Le Gabon sort progressivement d’une situation conjoncturelle défavorable, marquée par la baisse des cours des hydrocarbures, dont il est un important producteur en Afrique centrale.
En 2018, le PIB du pays réel a augmenté de 2 % contre 0,5 % en 2017, malgré la chute de la production du pétrole (–4,3 %). Cela, grâce à une bonne performance du secteur hors pétrole, notamment l’agriculture de rente (+13 %), les mines-manganèse (+45 %), l’exploitation forestière (+14 %), l’industrie du bois (+10 %), et les télécommunications (+18 %).
Le chômage reste préoccupant car le secteur pétrolier, principal secteur de l’économie gabonaise, ne génère que peu d’emplois et d’autres secteurs économiques importants, tels que la transformation du bois et l’agriculture d’exportation, n’ont compensé que partiellement l’impact de la crise économique sur l’emploi.
Le déficit budgétaire est en baisse. Il est passé de 6,6 % en 2016, à 3,6 % en 2017, puis à 0,3 % en 2018, suite à la consolidation budgétaire engagée dans le cadre de la réponse communautaire de la Communauté économique et monétaire de l’Afrique centrale (CEMAC), à la chute des prix du pétrole.

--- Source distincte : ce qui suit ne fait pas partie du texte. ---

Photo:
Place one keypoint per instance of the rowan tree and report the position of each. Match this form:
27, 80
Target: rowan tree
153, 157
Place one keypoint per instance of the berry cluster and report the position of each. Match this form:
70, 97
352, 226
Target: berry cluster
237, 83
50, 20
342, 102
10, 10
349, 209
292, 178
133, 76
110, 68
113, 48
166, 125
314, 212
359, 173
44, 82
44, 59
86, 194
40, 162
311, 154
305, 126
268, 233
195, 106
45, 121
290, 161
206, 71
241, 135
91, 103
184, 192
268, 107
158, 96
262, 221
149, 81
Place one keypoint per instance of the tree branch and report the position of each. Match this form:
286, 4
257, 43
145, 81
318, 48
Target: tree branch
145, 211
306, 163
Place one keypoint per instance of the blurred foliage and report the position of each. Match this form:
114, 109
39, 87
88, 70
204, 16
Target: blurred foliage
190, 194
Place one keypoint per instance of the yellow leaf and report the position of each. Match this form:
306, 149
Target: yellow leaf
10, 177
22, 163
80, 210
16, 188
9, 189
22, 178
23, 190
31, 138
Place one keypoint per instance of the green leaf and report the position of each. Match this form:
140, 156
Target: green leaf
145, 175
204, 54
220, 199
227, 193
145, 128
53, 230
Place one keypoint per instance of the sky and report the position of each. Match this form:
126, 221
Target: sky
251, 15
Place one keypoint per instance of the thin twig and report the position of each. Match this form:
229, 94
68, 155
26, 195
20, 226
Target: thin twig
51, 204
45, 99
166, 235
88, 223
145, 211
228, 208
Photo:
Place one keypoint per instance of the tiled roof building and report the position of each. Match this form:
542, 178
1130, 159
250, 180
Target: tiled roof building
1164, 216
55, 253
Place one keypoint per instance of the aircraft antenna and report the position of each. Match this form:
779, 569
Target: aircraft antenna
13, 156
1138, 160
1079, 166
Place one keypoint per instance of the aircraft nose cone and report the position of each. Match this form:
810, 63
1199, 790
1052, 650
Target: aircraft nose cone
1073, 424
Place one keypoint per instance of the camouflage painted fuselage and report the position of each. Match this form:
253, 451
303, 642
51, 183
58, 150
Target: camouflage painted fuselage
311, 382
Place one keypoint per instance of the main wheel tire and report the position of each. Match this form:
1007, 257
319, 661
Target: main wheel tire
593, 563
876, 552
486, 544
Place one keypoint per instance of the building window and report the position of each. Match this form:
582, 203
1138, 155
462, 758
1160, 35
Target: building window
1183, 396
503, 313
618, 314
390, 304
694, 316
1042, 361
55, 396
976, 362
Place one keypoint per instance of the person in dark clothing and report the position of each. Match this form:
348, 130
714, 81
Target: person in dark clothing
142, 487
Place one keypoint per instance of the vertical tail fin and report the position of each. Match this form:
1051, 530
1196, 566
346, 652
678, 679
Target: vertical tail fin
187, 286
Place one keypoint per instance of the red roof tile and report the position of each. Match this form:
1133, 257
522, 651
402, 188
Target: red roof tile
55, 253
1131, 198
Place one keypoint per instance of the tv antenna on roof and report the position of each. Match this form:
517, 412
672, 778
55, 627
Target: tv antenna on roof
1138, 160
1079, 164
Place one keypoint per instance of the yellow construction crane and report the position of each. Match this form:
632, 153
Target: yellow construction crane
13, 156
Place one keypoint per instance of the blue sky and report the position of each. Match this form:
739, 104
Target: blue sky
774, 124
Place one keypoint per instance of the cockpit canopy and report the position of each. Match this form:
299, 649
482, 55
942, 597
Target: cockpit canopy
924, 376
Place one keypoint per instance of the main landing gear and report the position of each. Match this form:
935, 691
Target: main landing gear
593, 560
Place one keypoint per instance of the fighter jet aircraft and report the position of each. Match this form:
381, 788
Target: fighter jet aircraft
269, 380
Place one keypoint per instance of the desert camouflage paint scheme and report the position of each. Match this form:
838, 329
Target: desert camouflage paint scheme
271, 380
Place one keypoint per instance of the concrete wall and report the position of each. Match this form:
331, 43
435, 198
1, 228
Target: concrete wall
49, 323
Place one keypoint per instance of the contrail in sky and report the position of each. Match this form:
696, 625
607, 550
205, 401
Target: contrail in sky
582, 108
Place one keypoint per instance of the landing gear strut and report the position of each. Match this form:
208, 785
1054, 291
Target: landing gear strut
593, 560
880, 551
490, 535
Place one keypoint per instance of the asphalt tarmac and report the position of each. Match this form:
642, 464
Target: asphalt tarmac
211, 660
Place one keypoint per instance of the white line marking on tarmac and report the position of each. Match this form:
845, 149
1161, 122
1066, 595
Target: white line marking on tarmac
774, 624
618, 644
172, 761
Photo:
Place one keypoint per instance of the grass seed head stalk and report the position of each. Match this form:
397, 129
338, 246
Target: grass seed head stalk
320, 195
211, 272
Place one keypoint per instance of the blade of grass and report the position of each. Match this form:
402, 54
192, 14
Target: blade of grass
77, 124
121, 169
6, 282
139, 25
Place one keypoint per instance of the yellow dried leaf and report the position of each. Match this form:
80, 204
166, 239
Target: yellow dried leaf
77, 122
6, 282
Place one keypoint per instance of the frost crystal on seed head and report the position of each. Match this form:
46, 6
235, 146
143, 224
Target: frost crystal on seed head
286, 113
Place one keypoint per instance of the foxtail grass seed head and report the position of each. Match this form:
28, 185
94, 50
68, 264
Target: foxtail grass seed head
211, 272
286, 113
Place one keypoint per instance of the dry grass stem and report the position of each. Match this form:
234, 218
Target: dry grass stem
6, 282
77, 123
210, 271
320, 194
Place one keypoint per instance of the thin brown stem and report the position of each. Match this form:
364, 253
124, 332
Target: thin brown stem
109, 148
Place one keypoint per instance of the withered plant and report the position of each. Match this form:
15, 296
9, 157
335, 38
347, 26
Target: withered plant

C’est à cet égard que le Gabon a conclu avec le FMI un accord triennal (2017-2019) au titre du Mécanisme élargi de crédit (MEDC) soutenu par la BAD et d’autres partenaires techniques et financiers.
L’inflation est estimée à 2,8 %, contre 3 % en 2017, en dessous de la norme communautaire de 3 %. Le déficit de la balance courante est en baisse, passant de 4,9 % du PIB en 2017 à 1,5 % en 2018.
La bonne tenue des cours du pétrole et les ventes à l’extérieur de bois débité et de manganèse, ont contribué à l’accroissement des recettes d’exportation globales, et ce, malgré la baisse de la production pétrolière.